Hence, even when moved to real pity by gentleness so enduring, I seldom relented in my apparent sternness. In order to conquer, or at least to conceal sentiments which I considered as effects only of weakness, I even forced myself on these occasions to increased severity. Unable to go the length of parting from a friendless outcast, even though----conformable to her own terms-the continuance of my love was to have given the measure of her stay, I almost banished myself entirely from my own home, and plunged more headlong than ever into extravagance and dissipation. Unto this period I had quaffed my wine, to enjoy its flavour: I now drank to drive away my senses. Unto this period I had gamed to beguile an idle hour: I now played to produce in my spirits a brief intoxication. I stayed out while I was able to renew my stake, and only re-. turned home when utterly exhausted by my losses.

Nay, when Euphrosyne, after sitting up alone all night, saw me return-pale and feverish-in the broad glare of the next morning, it was often only to be pursued by all the spleen collected during my nocturnal excesses. Yet she tarried on: for to me she had sacrified her all, and though in me she found nothing but a thorn, yet to that thorn she clung, as to that on which alone now hung her whole existence !

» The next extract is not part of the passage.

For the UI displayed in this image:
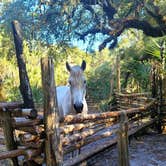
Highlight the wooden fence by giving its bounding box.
[0,58,158,166]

Euphrosyne was wont to keep in readiness for me a hot cup of coffee, when I came in from my nightly revels. After gambling, it served as a restorative; but after drinking, it was the only thing capable of allying the sort of temporary madness, with which wine always affected my irritable brain. One morning, when alternate losses at dice and libations to Bacchus had sent me home half frantic, instead of finding my mistress as usual all alacrity to minister the reviving draught, to chafe my throbbing temples, and to perform what other soothing offices her awe of me permitted, I found her lying on the floor in a swoon. I only thought her asleep; but, on attempting to lift her up, her features were bruised and her face besmeared with blood. Unnerved by excess and shaking with agitation, my arm, however, was wholly unable to support even her light weight, and I let her drop again. She thought I did so on purpose, for, raising her head with great effort, she fixed on my countenance her haggard tearless eyes, and clasping her hands together, for the first time vented her anguish in audible words. 'I had been warned,' she cried, with half stifled emotion, How?' said I.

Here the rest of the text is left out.